Claims or Losses shall mean any and all liabilities, obligations, losses, damages, penalties, claims, actions, suits, costs,
judgments, settlements and expenses of whatever nature, whether incurred by or issued against an indemnified party or a
third party, including, without limitation, (a) indirect, special, punitive, consequential or incidental loss or damage, (including,
but not limited to, trading losses, loss of anticipated profits, loss by reason of shutdown in operation or increased expenses
of operation or other indirect loss or damage), and (b) administrative costs, investigatory costs, litigation costs and auditors'
and attorneys' fees and disbursements (including in-house personnel).

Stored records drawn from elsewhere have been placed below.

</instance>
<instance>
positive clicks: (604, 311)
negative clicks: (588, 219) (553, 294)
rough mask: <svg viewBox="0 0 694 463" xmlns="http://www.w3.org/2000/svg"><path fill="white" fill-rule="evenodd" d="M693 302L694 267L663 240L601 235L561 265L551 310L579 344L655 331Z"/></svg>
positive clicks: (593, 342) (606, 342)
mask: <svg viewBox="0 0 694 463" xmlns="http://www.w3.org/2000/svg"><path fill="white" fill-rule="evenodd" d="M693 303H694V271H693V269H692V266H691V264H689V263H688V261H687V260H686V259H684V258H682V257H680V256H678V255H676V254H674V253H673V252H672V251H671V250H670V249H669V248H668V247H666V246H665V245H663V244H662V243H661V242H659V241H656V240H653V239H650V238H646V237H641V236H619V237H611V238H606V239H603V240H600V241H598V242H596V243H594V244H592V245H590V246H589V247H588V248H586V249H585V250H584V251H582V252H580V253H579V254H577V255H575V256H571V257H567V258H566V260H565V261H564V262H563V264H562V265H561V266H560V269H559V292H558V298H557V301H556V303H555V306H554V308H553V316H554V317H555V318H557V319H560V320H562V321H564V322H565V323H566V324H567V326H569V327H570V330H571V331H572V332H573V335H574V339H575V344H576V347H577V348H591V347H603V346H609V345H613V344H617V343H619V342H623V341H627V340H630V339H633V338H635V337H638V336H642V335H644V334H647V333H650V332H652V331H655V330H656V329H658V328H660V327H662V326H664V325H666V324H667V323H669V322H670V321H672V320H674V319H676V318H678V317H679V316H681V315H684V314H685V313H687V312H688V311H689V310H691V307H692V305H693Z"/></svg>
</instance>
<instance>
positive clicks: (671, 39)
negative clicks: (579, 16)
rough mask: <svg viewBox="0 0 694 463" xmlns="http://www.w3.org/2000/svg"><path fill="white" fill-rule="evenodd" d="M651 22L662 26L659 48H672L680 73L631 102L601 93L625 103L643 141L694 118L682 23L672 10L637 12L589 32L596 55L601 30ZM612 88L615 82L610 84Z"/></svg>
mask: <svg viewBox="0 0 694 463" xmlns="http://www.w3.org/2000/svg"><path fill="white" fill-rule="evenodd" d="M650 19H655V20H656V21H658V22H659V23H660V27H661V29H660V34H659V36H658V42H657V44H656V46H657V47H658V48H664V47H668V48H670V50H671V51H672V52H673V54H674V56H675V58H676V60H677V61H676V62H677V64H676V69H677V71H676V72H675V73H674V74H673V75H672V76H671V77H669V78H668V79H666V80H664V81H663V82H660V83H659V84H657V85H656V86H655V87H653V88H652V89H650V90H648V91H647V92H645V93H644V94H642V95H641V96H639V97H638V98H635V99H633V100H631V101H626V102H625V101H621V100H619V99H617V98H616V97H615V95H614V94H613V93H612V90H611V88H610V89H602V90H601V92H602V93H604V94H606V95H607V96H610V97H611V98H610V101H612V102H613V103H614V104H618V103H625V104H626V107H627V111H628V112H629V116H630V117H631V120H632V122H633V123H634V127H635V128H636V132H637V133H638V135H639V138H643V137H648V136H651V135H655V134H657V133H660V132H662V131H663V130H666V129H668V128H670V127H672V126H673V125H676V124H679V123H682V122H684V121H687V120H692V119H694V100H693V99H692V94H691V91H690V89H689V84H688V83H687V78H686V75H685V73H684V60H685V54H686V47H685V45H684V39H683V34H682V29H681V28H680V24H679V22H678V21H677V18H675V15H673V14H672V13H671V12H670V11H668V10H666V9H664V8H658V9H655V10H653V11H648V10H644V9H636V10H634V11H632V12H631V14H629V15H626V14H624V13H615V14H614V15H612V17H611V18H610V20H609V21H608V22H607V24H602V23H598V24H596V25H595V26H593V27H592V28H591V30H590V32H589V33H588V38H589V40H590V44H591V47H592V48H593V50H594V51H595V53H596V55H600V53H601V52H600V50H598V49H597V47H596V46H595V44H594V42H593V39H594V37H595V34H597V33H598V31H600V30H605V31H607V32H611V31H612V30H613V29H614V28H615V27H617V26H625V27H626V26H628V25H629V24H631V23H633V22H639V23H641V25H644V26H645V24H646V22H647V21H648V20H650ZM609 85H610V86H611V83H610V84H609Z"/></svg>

Distributor shall mean "Vendor" and is tastyworks, Inc. for purposes of this Agreement.
Distributor's Service shall mean the service from a distributor, including the data processing equipment, software and
communications facilities related thereto, for receiving, processing, transmitting, using and disseminating the Information to
or by Subscriber.
Information shall mean certain market data and other data disseminated that has been collected, validated, processed, and
recorded by the System or other sources made available for transmission to and receipt from either a Distributor or from
NASDAQ OMX relating to: a) eligible securities or other financial instruments, markets, products, vehicles, indicators, or
devices; b) activities of a NASDAQ OMX Company; c) other information and data from a NASDAQ OMX Company. Information
also includes any element of Information as used or processed in such a way that the Information can be identified,
recalculated or re-engineered from the processed Information or that the processed Information can be used as a substitute
for Information.
Person shall mean any natural person, proprietorship, corporation, partnership or other entity whatsoever.